Linear Regression is an approach to modelling the relationship between a dependent variable and one or many independent variables.

Simple Linear Regression is when we consider a single independent variable. Whereas an examination of many independent variables is called multiple linear regression.

Linear Regression has 5 key assumptions:

  • Linear relationship
  • Multivariate normality
  • No or little multicollinearity
  • No auto-correlation
  • Homoscedasticity

simple-linear-regression-example

Linear relationship requires a relationship between the independent and the dependent variables to be linear. For example; Salary vs Experience typically has a good linear relationship, whereas Hair colour vs Height would have little, to no, linear relationship. If your data set is not obvious upfront, then a simple scatter plot can help you visualise this.

plot(x, y, main, xlab, ylab, xlim, ylim, axes)

Multivariate normality is to avoid a few out-liners skewing with the model. Normality can be tested with a Goodness of Fitness test such as the Kolmogorov-Smirnov test.

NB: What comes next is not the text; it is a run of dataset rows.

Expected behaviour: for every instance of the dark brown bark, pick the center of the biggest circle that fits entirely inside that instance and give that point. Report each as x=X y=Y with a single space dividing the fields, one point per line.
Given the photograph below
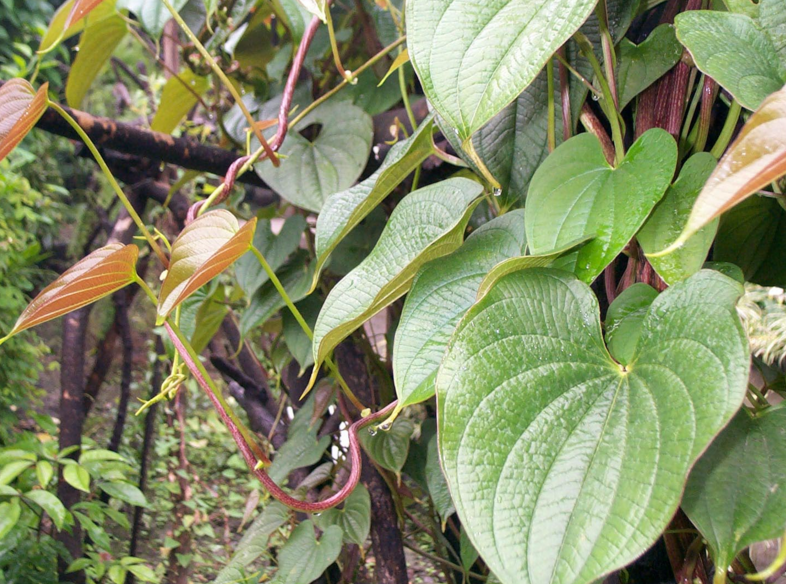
x=72 y=379
x=386 y=541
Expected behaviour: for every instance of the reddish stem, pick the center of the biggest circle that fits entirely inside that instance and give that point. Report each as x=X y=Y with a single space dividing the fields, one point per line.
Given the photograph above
x=251 y=459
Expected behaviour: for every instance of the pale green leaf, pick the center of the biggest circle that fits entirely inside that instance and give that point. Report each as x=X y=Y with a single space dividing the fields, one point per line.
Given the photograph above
x=51 y=504
x=99 y=40
x=204 y=249
x=625 y=318
x=276 y=249
x=731 y=49
x=77 y=476
x=426 y=224
x=179 y=96
x=152 y=14
x=474 y=58
x=564 y=465
x=389 y=448
x=313 y=170
x=354 y=517
x=576 y=194
x=772 y=18
x=303 y=558
x=736 y=494
x=13 y=469
x=295 y=276
x=442 y=291
x=756 y=158
x=343 y=211
x=753 y=236
x=253 y=544
x=9 y=515
x=643 y=64
x=669 y=218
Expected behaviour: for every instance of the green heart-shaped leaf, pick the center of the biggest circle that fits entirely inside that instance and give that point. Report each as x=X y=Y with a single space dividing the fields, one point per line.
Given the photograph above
x=474 y=58
x=345 y=210
x=441 y=293
x=643 y=64
x=753 y=236
x=311 y=171
x=303 y=558
x=576 y=194
x=736 y=494
x=563 y=464
x=354 y=518
x=669 y=218
x=735 y=52
x=426 y=224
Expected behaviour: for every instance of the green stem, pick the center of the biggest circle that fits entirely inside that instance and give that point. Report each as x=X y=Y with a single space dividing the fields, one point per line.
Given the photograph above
x=348 y=76
x=551 y=129
x=607 y=101
x=110 y=177
x=304 y=325
x=728 y=130
x=225 y=80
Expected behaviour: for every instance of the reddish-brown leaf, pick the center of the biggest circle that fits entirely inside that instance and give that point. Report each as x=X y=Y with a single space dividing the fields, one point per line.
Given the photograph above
x=103 y=272
x=20 y=108
x=755 y=159
x=204 y=249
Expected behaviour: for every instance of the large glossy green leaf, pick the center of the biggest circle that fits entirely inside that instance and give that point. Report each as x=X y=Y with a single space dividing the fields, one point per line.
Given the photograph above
x=345 y=210
x=99 y=40
x=474 y=58
x=152 y=14
x=276 y=249
x=643 y=64
x=563 y=464
x=205 y=248
x=354 y=517
x=179 y=95
x=253 y=544
x=104 y=271
x=426 y=224
x=21 y=106
x=669 y=218
x=443 y=290
x=772 y=18
x=576 y=194
x=736 y=494
x=735 y=52
x=303 y=559
x=753 y=237
x=314 y=170
x=755 y=159
x=295 y=276
x=624 y=320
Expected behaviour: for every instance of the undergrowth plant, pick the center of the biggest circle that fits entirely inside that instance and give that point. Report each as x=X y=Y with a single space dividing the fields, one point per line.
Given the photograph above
x=571 y=221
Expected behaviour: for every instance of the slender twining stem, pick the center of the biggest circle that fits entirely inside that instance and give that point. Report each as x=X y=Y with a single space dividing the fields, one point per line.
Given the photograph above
x=224 y=80
x=728 y=130
x=552 y=120
x=348 y=76
x=607 y=44
x=607 y=101
x=110 y=177
x=284 y=112
x=198 y=370
x=200 y=374
x=304 y=325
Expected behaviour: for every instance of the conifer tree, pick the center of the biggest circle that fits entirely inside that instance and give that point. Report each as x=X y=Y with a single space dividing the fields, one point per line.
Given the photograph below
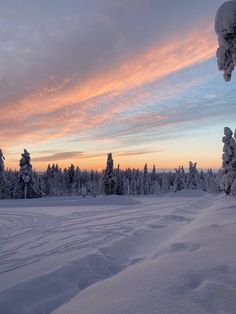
x=109 y=177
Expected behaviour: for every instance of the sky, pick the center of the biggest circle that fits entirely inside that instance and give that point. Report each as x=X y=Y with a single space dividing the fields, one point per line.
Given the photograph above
x=138 y=78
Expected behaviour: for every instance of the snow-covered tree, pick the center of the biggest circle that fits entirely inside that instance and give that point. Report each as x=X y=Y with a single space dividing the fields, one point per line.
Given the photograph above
x=145 y=180
x=225 y=27
x=193 y=177
x=109 y=176
x=26 y=187
x=228 y=172
x=119 y=182
x=3 y=182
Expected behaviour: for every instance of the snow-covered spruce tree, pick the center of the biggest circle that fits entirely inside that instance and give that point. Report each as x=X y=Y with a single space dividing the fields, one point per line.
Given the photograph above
x=119 y=182
x=145 y=180
x=26 y=187
x=109 y=176
x=193 y=177
x=178 y=184
x=225 y=27
x=3 y=183
x=228 y=172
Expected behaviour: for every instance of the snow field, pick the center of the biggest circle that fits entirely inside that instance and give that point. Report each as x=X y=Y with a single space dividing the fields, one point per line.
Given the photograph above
x=165 y=254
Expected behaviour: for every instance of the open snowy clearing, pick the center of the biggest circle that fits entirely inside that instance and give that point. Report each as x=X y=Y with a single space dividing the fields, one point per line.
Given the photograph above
x=165 y=254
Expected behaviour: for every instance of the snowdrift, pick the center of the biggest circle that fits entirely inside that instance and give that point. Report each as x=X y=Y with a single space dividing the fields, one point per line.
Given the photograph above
x=170 y=254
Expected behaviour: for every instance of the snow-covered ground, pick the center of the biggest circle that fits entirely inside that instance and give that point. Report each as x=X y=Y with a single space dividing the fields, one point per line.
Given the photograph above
x=124 y=255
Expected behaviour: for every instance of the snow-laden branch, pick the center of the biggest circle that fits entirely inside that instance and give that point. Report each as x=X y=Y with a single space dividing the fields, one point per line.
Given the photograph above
x=225 y=27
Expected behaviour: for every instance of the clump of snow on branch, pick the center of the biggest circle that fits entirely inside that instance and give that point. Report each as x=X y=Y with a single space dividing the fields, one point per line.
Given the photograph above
x=225 y=27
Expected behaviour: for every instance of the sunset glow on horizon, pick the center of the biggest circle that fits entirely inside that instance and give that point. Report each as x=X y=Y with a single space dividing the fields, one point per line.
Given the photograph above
x=79 y=80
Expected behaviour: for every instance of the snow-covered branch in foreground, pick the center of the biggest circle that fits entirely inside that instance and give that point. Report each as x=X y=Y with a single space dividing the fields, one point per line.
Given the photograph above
x=225 y=27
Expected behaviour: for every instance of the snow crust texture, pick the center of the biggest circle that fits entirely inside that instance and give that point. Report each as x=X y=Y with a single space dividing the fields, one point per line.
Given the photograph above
x=163 y=254
x=225 y=27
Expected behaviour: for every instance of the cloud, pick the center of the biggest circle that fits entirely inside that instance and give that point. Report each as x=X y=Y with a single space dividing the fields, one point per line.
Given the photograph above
x=76 y=155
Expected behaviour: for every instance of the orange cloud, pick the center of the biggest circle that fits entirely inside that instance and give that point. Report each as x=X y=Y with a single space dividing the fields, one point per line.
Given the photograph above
x=32 y=113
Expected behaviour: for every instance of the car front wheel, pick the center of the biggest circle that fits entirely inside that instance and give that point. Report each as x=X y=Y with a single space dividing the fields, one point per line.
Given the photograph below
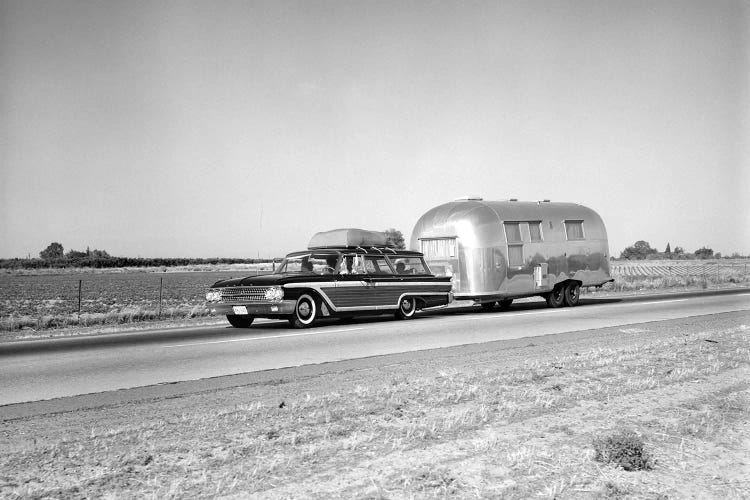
x=240 y=321
x=572 y=293
x=556 y=297
x=305 y=312
x=407 y=307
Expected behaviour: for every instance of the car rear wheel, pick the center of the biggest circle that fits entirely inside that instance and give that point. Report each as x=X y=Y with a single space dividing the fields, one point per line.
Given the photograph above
x=556 y=297
x=572 y=293
x=407 y=307
x=240 y=321
x=305 y=312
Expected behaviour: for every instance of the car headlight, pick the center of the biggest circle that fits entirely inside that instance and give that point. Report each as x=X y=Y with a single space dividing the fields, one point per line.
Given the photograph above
x=274 y=294
x=213 y=295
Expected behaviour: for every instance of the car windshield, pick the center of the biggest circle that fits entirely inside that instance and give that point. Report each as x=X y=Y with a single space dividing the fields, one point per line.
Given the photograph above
x=309 y=264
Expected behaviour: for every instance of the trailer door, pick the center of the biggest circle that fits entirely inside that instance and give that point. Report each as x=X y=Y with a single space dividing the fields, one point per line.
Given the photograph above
x=442 y=255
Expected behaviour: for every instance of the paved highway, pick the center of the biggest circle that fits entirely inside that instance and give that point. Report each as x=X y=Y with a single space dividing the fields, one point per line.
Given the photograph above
x=39 y=370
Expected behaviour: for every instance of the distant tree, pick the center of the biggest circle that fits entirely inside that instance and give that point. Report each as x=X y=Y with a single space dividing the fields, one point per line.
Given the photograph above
x=704 y=253
x=75 y=255
x=98 y=254
x=53 y=251
x=640 y=250
x=394 y=238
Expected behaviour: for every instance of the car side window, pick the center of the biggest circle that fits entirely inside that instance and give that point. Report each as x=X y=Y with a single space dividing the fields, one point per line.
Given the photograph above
x=408 y=265
x=351 y=264
x=377 y=265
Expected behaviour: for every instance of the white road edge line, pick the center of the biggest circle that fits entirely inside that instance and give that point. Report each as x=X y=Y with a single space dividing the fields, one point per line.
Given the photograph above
x=511 y=315
x=653 y=302
x=266 y=337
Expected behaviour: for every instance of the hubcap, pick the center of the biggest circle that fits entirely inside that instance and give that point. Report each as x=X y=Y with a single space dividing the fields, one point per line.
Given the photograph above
x=304 y=309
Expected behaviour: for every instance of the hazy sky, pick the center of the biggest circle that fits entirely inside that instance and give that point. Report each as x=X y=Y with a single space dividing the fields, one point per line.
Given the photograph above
x=240 y=128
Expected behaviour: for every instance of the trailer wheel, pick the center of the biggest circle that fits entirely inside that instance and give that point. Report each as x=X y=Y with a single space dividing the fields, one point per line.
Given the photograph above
x=556 y=297
x=305 y=312
x=407 y=307
x=572 y=293
x=240 y=321
x=505 y=304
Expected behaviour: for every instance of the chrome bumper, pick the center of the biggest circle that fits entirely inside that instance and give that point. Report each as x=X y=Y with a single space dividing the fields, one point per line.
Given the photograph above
x=265 y=309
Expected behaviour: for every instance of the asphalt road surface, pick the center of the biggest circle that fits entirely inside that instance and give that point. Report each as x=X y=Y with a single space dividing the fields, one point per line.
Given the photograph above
x=41 y=370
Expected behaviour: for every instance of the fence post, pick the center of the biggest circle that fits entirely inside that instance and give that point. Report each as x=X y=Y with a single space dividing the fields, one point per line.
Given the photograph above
x=161 y=286
x=80 y=283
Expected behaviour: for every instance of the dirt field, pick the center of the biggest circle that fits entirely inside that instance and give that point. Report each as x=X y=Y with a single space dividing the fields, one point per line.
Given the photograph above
x=521 y=419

Multicollinearity occurs when the independent variables are too closely correlated with each other. The problem with multicollinearity is that one predictor variable can be predicted with high accuracy based on the other variables around it, the reason this is an issue we need to be aware of is that should a variable slightly deviate from this phenomenon then the regression model would be adversely affected as a result.

Auto-correlation occurs when the residuals are not independent from each other. For instance, this typically occurs in stock prices, where the price is not independent from the previous price.

Homoscedasticity means that residuals are similar across the group.

In statistics, a sequence or a vector of random variables is homoscedastic if all random variables in the sequence or vector have the same finite variance.